Here are the three biggest costs of car ownership, according to Bureau of Labor Statistics data:
- Vehicle purchases (net outlay): $5,539 (46% of overall cost)
- Gas, other fuels, and motor oil: $2,694 (22% of overall cost)
- Auto insurance: $1,775 (15% of overall cost)
For drivers who want to lower the costs of car ownership, one obvious answer is to buy a lower-priced car. But that’s not always an easy option. New cars keep getting more expensive with more advanced features, and lower-priced used cars are not always available. The price of gas is also outside our control as it can go up or down based on fluctuations in the global economy. And owning a hybrid or electric vehicle is not always cheaper.

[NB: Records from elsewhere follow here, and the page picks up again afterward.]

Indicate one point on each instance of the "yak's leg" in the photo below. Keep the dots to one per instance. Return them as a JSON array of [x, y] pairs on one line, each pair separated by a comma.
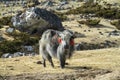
[[62, 60], [44, 62]]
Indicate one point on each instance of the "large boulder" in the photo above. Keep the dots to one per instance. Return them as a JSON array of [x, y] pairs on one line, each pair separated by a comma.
[[35, 21]]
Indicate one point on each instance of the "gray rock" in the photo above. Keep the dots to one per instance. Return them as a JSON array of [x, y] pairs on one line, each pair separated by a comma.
[[7, 55], [35, 21], [114, 33]]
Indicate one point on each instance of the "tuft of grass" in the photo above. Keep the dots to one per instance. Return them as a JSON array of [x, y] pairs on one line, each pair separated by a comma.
[[116, 24], [91, 22]]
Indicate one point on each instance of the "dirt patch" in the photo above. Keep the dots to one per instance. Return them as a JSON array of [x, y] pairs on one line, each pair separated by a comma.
[[81, 73]]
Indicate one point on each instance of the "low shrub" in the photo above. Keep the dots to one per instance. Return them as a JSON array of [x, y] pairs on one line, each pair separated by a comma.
[[92, 22], [116, 24]]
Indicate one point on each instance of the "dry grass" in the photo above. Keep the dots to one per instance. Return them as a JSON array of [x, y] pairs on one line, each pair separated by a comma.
[[104, 59]]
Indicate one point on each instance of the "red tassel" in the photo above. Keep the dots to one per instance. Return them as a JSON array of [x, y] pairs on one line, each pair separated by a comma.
[[72, 42], [59, 40]]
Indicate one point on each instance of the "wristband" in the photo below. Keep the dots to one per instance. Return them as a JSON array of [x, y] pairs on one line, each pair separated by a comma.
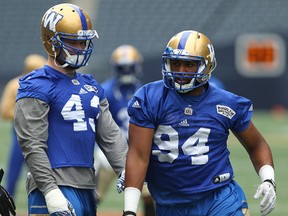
[[272, 182], [266, 172], [131, 199]]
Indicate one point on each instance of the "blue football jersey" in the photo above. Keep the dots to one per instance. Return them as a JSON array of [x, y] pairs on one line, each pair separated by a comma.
[[189, 153], [118, 97], [74, 111]]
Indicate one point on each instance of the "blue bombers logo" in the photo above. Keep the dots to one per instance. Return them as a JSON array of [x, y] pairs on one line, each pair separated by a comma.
[[51, 19]]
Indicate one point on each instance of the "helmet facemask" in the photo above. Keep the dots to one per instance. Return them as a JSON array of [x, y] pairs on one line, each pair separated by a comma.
[[64, 25], [177, 80], [188, 46], [68, 55]]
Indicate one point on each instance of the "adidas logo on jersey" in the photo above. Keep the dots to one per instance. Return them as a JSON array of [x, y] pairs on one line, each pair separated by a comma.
[[225, 111], [136, 105], [184, 123], [82, 91]]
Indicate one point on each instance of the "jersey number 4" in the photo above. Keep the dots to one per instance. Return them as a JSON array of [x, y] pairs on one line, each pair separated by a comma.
[[194, 146], [73, 111]]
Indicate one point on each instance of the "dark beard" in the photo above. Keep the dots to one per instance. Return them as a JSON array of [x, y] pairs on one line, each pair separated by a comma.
[[61, 62]]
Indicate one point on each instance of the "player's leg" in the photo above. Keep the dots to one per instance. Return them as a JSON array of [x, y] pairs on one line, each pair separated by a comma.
[[148, 202], [229, 200], [15, 163], [82, 200], [104, 174]]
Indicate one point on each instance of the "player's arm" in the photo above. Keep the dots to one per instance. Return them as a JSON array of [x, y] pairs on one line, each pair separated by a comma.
[[8, 99], [110, 139], [140, 142], [261, 157], [31, 125]]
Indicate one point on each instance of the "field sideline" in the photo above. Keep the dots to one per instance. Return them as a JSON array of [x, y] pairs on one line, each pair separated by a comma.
[[273, 127]]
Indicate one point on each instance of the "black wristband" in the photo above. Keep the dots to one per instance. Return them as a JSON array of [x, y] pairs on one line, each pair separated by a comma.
[[127, 213], [272, 182]]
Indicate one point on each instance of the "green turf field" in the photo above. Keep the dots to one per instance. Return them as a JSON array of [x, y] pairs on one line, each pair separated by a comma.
[[274, 129]]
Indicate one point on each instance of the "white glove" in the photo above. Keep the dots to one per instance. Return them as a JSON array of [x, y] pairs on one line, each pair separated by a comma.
[[128, 213], [57, 204], [268, 190], [121, 182]]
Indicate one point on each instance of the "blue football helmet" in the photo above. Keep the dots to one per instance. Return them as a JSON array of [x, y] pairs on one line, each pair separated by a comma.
[[126, 64], [188, 46], [67, 22]]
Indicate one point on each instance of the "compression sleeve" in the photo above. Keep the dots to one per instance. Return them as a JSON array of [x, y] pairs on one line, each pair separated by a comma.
[[110, 139], [31, 125]]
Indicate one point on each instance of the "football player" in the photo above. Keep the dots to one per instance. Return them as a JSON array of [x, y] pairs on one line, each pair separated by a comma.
[[59, 116], [126, 62], [7, 206], [16, 160], [178, 134]]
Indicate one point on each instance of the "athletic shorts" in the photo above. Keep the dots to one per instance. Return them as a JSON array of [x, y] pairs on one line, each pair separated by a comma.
[[83, 201], [227, 200]]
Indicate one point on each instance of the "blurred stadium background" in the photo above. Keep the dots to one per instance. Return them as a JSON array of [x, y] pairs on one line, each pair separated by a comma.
[[250, 39]]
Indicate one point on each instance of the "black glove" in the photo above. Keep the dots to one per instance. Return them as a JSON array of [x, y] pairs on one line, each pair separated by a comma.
[[7, 204]]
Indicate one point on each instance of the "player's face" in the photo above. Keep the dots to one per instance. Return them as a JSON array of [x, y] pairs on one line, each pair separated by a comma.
[[79, 44], [184, 66]]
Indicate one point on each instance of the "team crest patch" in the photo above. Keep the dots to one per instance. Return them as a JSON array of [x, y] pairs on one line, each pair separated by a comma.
[[225, 111]]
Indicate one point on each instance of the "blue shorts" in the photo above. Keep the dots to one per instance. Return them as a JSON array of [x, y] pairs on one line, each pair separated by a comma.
[[83, 201], [227, 200]]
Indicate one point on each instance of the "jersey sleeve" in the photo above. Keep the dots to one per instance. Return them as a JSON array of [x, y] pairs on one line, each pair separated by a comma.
[[139, 110], [244, 115], [33, 86]]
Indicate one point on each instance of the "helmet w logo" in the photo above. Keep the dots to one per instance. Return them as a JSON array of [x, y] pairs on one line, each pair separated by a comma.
[[51, 19]]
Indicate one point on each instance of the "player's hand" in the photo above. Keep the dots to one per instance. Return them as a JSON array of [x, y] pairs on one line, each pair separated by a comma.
[[7, 205], [57, 204], [121, 182], [128, 213], [268, 190]]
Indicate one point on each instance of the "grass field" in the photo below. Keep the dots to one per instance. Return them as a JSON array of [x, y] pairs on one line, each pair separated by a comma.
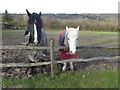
[[81, 79], [77, 79]]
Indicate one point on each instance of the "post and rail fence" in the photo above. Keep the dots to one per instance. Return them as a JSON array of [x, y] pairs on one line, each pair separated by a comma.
[[51, 47]]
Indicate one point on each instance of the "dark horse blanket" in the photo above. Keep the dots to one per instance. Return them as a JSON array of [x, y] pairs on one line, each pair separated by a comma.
[[64, 54]]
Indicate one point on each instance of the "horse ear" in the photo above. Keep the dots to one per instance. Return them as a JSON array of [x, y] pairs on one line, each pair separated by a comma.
[[67, 28], [28, 13], [40, 14], [78, 28]]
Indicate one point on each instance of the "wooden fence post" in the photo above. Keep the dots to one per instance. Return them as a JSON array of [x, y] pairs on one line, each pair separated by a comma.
[[52, 56]]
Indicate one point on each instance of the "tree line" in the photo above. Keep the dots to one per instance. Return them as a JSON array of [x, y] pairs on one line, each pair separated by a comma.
[[87, 22]]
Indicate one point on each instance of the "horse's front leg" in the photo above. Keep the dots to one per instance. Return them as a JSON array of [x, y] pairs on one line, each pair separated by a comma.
[[71, 66], [64, 66]]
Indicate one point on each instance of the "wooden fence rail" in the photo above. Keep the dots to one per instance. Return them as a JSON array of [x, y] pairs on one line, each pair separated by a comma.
[[56, 62], [51, 47]]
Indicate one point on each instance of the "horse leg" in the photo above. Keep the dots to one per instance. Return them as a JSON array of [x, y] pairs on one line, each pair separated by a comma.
[[64, 66], [71, 66]]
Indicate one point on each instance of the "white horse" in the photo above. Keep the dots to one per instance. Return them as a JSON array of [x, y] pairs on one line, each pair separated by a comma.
[[69, 38]]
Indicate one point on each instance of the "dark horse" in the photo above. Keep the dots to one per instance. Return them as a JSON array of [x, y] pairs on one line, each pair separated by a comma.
[[37, 36]]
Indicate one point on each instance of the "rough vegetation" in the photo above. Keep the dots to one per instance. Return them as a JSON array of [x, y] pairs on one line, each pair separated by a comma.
[[17, 56]]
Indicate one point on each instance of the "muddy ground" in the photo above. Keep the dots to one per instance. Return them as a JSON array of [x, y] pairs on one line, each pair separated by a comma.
[[17, 56]]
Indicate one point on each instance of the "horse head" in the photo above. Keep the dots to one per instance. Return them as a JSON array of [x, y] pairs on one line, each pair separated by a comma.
[[33, 27]]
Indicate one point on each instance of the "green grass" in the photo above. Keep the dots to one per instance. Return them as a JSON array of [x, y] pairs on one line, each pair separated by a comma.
[[70, 79]]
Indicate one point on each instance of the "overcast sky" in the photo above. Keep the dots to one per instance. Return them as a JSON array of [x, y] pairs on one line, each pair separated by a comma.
[[60, 6]]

But here’s one thing that drivers can do to reduce the cost of car ownership: Shop around for car insurance. Click here to see our curated list of the best car insurance companies — and learn how different companies could offer lower rates on auto insurance.
Good news: Cars might get more affordable soon
The U.S. auto market is always changing, as car companies try to make profits and customers decide when to buy new vehicles and when to walk away from the dealership. Just because the cost of car ownership has gone up by almost 50% in the past 10 years doesn’t mean that cars will stay unaffordable for everyone forever.
Recent data from Kelley Blue Book found that new cars got more affordable in October 2024. It looks at both prices and the time it will take to pay off an average car.
The average new car sold for $48,623 in October — that’s a lot of money, but Americans’ average wages have gone up, too. Kelley Blue Book says that the average American would need to work 37.4 weeks to pay off the average new car sale price. That’s better affordability than America has seen since August 2021.
The U.S. auto market might be getting a little more customer-friendly, especially for drivers with a good credit score. That’s because auto loan rates might be coming down, too.
Fed rate cuts = cheaper auto loan rates
This September and November, the Federal Reserve announced rate cuts totaling 0.75%. These rate cuts will cause the interest rates on auto loans to go down. It might not happen immediately for every car buyer. But for people with good credit who are buying a newer vehicle, auto loan APRs might start to fall by the end of 2024 and into 2025.
Some of the best auto loans right now are offering 6% APR (or lower) for qualified borrowers. Anyone who wants to reduce their car ownership costs might want to start by improving their credit score. Better credit can help save hundreds of dollars per year, or thousands of dollars total, on the cost of a car loan.
Bottom line
Owning a car has gotten shockingly expensive for many Americans. But even though the sale price of new cars, the cost of gasoline, and some aspects of auto insurance rates are outside our control, drivers still have choices.
To cut car ownership costs, start by shopping around for better prices on car insurance. And to save money on auto loan interest for future car purchases, try to boost your credit score before you’re in the market for a new (or used) vehicle.